Sucede, todavia, que, na espécie, o Tribunal de origem consignou que o débito condominial, em que pese omitido no edital, chegou ao conhecimento do licitante adquirente por determinação judicial, através do leiloeiro(fl. 1.201, e-STJ), bem como que está provado nos autos que "todos os licitantes tiveram ciência inequívoca da pendência de débitos de condomínio antes da arrematação" (fl. 1.200, e-STJ).Nesse contexto, embora por outro meio, foi atingida a finalidade de informar antecipadamente os interessados sobre as despesas condominiais aderidas ao imóvel, dando-lhes a oportunidade de, a seu critério, desistir da participação na hasta pública.

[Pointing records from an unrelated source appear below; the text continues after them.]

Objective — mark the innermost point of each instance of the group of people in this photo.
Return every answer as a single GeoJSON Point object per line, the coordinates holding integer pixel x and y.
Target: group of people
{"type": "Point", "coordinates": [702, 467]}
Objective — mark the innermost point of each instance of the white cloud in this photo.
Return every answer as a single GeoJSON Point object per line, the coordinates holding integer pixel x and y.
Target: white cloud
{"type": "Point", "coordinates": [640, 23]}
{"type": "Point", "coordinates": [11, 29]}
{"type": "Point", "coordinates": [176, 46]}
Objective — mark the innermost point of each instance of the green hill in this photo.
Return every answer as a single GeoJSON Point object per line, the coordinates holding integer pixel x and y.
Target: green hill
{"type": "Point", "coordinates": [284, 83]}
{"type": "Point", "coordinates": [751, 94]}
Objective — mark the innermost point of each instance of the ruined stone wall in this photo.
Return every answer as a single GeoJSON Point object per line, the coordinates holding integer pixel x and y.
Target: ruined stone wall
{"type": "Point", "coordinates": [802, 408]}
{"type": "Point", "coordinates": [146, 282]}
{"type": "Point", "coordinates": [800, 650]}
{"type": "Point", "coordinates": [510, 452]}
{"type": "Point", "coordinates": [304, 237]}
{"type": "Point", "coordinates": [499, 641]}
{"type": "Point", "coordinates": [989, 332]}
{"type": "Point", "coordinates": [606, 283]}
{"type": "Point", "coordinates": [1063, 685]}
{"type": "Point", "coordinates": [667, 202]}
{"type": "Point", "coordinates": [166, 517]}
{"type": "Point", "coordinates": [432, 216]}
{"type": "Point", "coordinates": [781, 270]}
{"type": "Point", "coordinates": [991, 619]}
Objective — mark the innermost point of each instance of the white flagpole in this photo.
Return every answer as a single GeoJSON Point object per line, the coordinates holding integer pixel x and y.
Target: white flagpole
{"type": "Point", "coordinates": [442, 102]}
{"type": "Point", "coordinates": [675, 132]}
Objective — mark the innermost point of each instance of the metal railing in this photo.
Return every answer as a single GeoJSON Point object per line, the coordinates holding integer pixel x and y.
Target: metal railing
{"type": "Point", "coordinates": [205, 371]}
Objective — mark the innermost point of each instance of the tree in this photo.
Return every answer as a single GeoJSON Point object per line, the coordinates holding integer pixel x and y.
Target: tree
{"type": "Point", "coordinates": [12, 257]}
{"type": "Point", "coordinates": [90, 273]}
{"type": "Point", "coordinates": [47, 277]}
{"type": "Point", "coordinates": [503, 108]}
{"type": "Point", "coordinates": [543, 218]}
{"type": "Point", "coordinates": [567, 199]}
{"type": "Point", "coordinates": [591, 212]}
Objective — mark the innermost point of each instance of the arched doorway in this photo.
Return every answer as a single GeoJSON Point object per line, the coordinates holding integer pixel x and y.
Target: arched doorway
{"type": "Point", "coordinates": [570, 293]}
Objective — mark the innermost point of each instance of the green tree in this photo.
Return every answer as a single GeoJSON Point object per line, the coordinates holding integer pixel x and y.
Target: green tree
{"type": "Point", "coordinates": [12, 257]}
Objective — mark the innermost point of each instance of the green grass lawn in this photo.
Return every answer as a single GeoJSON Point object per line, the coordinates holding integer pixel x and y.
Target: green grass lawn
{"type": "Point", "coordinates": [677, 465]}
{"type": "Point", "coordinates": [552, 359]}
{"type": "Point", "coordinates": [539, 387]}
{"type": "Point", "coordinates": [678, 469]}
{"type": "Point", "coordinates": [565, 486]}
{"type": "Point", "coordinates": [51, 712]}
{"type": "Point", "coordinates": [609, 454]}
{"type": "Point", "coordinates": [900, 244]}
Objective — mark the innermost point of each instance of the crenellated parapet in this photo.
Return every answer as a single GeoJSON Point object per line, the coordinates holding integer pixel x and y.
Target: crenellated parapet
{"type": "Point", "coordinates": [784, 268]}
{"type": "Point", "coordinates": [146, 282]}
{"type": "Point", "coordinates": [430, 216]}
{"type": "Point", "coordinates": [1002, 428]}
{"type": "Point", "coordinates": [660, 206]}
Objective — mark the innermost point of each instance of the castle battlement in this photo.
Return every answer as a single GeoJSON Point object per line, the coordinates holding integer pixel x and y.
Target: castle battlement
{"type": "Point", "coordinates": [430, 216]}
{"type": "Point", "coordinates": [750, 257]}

            O Referido REsp nº 1.523.696 - RS trouxe, ao final, a seguinte ementa:

RECURSO ESPECIAL. EXECUÇÃO FISCAL. ARREMATAÇÃO DE IMÓVEL. DÉBITOS CONDOMINIAIS NÃO INFORMADOS NO EDITAL DE PRAÇA. INEQUÍVOCA CIÊNCIA DOS PARTICIPANTES POR OUTRO MEIO. RESPONSABILIDADE DO ARREMATANTE. JULGAMENTO: CPC/73.1. Ação de execução fiscal ajuizada em 1998, da qual foi extraído o presente recurso especial, interposto em 05/02/2015 e redistribuído ao gabinete em 15/05/2018.2. O propósito recursal é dizer sobre a negativa de prestação jurisdicional e sobre a responsabilidade do arrematante do imóvel por débitos condominiais pendentes, não informados no edital.

3. A obrigação dos condôminos de contribuir com as despesas relacionadas à manutenção da coisa comum qualifica-se como obrigação propter rem, sendo, portanto, garantida pelo próprio imóvel que deu origem à dívida, estendendo-se, inclusive, ao adquirente da coisa em hasta pública.

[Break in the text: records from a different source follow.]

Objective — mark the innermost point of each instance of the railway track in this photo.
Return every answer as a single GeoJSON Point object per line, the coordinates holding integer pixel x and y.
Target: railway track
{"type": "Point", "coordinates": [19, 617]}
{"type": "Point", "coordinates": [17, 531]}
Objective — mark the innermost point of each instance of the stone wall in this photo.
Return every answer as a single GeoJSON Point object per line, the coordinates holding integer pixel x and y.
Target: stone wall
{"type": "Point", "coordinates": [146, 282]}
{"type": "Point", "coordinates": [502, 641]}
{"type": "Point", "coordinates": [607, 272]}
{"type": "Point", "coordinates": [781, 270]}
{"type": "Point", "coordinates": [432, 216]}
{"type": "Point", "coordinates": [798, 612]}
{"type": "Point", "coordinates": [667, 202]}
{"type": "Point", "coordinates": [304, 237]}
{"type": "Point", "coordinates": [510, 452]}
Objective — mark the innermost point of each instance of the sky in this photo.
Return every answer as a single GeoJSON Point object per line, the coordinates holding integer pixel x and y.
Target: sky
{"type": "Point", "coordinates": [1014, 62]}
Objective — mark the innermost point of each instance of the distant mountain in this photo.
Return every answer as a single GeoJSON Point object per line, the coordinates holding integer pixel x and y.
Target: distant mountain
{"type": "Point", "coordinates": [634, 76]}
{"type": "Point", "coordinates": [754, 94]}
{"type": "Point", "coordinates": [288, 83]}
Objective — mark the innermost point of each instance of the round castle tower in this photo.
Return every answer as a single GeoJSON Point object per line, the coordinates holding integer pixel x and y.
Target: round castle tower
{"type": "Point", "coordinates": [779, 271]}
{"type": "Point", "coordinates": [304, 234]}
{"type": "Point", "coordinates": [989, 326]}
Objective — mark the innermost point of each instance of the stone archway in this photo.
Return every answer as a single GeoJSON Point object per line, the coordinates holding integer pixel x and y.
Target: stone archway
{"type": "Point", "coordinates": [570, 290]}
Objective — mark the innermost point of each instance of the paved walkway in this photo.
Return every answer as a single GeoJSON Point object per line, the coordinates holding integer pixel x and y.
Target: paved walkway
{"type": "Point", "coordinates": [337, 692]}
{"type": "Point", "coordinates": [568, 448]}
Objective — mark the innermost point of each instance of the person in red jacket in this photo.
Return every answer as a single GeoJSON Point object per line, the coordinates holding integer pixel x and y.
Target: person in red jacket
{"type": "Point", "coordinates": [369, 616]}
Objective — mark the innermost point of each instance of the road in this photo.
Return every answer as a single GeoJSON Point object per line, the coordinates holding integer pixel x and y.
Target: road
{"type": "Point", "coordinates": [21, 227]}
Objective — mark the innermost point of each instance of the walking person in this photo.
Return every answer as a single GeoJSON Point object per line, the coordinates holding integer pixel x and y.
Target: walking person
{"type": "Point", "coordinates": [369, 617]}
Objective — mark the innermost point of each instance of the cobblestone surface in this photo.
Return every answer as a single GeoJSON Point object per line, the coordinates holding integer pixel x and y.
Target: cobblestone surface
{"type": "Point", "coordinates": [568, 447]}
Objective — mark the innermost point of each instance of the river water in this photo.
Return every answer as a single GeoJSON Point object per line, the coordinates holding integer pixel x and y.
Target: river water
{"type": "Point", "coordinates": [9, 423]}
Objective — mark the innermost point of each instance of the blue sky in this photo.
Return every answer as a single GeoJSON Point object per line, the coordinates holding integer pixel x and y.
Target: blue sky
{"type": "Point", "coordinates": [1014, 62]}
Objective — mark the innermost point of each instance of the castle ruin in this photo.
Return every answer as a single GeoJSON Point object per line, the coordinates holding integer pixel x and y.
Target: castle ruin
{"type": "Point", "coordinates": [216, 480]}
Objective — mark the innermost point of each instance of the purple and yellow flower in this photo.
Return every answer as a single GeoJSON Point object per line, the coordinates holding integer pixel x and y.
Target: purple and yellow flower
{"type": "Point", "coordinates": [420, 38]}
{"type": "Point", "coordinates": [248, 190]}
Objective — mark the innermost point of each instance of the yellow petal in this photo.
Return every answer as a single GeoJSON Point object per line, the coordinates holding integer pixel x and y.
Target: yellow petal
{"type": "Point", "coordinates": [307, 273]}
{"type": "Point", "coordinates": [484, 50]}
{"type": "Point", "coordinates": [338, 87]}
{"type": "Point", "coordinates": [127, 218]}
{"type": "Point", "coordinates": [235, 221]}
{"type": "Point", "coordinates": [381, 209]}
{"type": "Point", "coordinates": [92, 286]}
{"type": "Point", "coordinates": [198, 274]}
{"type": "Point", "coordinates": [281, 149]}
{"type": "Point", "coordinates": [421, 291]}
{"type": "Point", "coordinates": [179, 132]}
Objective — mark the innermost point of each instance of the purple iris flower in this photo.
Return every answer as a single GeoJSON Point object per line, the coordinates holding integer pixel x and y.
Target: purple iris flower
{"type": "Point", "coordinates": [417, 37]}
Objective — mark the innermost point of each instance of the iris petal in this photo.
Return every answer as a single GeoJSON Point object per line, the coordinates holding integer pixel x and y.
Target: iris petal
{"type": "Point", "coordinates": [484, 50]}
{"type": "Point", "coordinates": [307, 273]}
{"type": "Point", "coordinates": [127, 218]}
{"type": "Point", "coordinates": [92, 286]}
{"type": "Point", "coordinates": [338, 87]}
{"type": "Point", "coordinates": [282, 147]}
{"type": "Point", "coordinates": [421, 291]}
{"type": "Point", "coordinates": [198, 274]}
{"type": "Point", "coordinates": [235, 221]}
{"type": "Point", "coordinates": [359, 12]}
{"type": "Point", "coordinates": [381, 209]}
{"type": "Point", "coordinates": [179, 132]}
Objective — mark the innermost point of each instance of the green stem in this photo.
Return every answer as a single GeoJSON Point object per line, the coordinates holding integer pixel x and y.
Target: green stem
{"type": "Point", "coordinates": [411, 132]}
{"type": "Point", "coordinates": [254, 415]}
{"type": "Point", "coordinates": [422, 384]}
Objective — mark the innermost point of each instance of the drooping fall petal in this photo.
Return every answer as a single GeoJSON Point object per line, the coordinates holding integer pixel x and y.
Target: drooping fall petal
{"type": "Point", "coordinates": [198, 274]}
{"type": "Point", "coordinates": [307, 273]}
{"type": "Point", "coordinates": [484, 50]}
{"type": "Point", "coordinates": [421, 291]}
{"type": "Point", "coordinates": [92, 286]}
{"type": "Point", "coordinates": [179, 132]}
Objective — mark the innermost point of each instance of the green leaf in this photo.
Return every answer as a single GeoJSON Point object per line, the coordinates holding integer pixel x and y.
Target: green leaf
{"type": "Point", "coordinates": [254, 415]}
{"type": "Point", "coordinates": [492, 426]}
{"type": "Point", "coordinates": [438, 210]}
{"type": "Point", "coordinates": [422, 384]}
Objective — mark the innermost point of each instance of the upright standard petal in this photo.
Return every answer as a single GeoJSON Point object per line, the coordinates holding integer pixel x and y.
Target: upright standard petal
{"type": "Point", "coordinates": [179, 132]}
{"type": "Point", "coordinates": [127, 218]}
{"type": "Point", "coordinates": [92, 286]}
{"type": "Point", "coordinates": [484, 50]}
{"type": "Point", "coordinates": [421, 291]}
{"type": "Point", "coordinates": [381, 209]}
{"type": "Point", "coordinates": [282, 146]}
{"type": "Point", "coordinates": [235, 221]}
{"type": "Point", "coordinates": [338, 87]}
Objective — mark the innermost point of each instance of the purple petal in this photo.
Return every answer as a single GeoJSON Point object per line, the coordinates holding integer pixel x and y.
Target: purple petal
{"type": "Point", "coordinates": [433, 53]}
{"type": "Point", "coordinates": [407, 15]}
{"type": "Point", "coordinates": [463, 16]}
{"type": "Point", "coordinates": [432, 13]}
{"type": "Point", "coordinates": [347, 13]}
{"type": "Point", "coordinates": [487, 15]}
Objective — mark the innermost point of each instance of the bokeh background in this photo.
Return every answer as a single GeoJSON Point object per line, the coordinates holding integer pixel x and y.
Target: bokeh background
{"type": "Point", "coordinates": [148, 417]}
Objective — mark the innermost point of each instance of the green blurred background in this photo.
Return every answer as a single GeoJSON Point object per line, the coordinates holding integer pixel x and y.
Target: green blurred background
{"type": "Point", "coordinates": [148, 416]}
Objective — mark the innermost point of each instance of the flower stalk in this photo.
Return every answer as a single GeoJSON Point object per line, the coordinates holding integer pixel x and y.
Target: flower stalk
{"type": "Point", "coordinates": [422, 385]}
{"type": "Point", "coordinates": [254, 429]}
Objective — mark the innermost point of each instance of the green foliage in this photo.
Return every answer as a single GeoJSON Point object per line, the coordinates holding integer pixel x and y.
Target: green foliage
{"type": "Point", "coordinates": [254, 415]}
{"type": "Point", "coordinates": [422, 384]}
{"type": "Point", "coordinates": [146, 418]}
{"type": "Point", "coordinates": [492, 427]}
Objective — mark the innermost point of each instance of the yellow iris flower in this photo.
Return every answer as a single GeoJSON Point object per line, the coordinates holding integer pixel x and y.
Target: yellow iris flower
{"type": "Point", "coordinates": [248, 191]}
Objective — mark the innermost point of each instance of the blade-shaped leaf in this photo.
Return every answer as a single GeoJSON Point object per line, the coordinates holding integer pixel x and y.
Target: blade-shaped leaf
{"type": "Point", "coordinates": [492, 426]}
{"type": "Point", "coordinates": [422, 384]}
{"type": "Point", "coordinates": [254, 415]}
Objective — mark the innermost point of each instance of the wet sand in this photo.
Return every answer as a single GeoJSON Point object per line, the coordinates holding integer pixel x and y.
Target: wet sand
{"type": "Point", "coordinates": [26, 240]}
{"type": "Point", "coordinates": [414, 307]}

4. A publicidade da hasta pública se justifica, de um lado, porque ao Estado não é dado escolher o adquirente, mas promover a alienação a quem der o maior lanço, e, de outro lado, porque todos os interessados devem ser prévia e claramente informados sobre eventuais obrigações vinculadas ao bem, que possam lhes ser transmitidas a partir da arrematação.

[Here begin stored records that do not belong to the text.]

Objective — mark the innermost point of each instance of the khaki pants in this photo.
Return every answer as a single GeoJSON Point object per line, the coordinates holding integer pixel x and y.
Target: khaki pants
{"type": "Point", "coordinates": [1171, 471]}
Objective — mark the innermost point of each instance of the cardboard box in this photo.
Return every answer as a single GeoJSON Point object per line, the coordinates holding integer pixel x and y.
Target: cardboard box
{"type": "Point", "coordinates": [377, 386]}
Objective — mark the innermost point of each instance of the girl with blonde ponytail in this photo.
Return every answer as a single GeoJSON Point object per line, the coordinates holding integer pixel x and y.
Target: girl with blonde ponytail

5. Em princípio, não havendo ressalvas no edital de praça, não pode ser atribuída ao arrematante a responsabilidade pelo pagamento das despesas condominiais anteriores à alienação judicial.

6. Hipótese em que o Tribunal de origem consignou, a despeito da omissão do edital, que, por determinação judicial, todos os participantes tiveram ciência inequívoca da pendência de débitos de condomínio antes da arrematação.

7. Se, embora por outro meio, foi atingida a finalidade de informar antecipadamente os interessados sobre as despesas condominiais aderidas ao imóvel, dando-lhes a oportunidade de, a seu critério, desistir da participação na hasta pública, não soa razoável declarar a nulidade da arrematação e do respectivo edital apenas para privilegiar a formalidade em detrimento do fim a que se destina a norma.

8. Recurso especial conhecido e desprovido

            No caso específico de aquisição de quotas de sociedades limitadas, a situação já é definida pelo Código Civil, ao fixar expressamente que cedente e cessionário respondem solidariamente pelas obrigações societárias, pelo prazo de até dois anos, a partir da averbação da modificação. Esta regra encontra-se inserta no parágrafo único, artigo 1.003, Código Civil, que assim dispõe:

Art. 1.003.

Parágrafo único. Até dois anos depois de averbada a modificação do contrato, responde o cedente solidariamente com o cessionário, perante a sociedade e terceiros, pelas obrigações que tinha como sócio.

            Destacamos que, aqui, a obrigação pelas dívidas referentes às quotas condominiais independe de prova quanto à prévia ciência pelos cessionários quanto à  existência de dívidas. Logo, a lei fixa a responsabilidade direta dos condominos tanto pela integralização, quanto pelas dívidas anteriores ao ingresso, mas, neste ultimo caso, de forma solidária com o cessionário.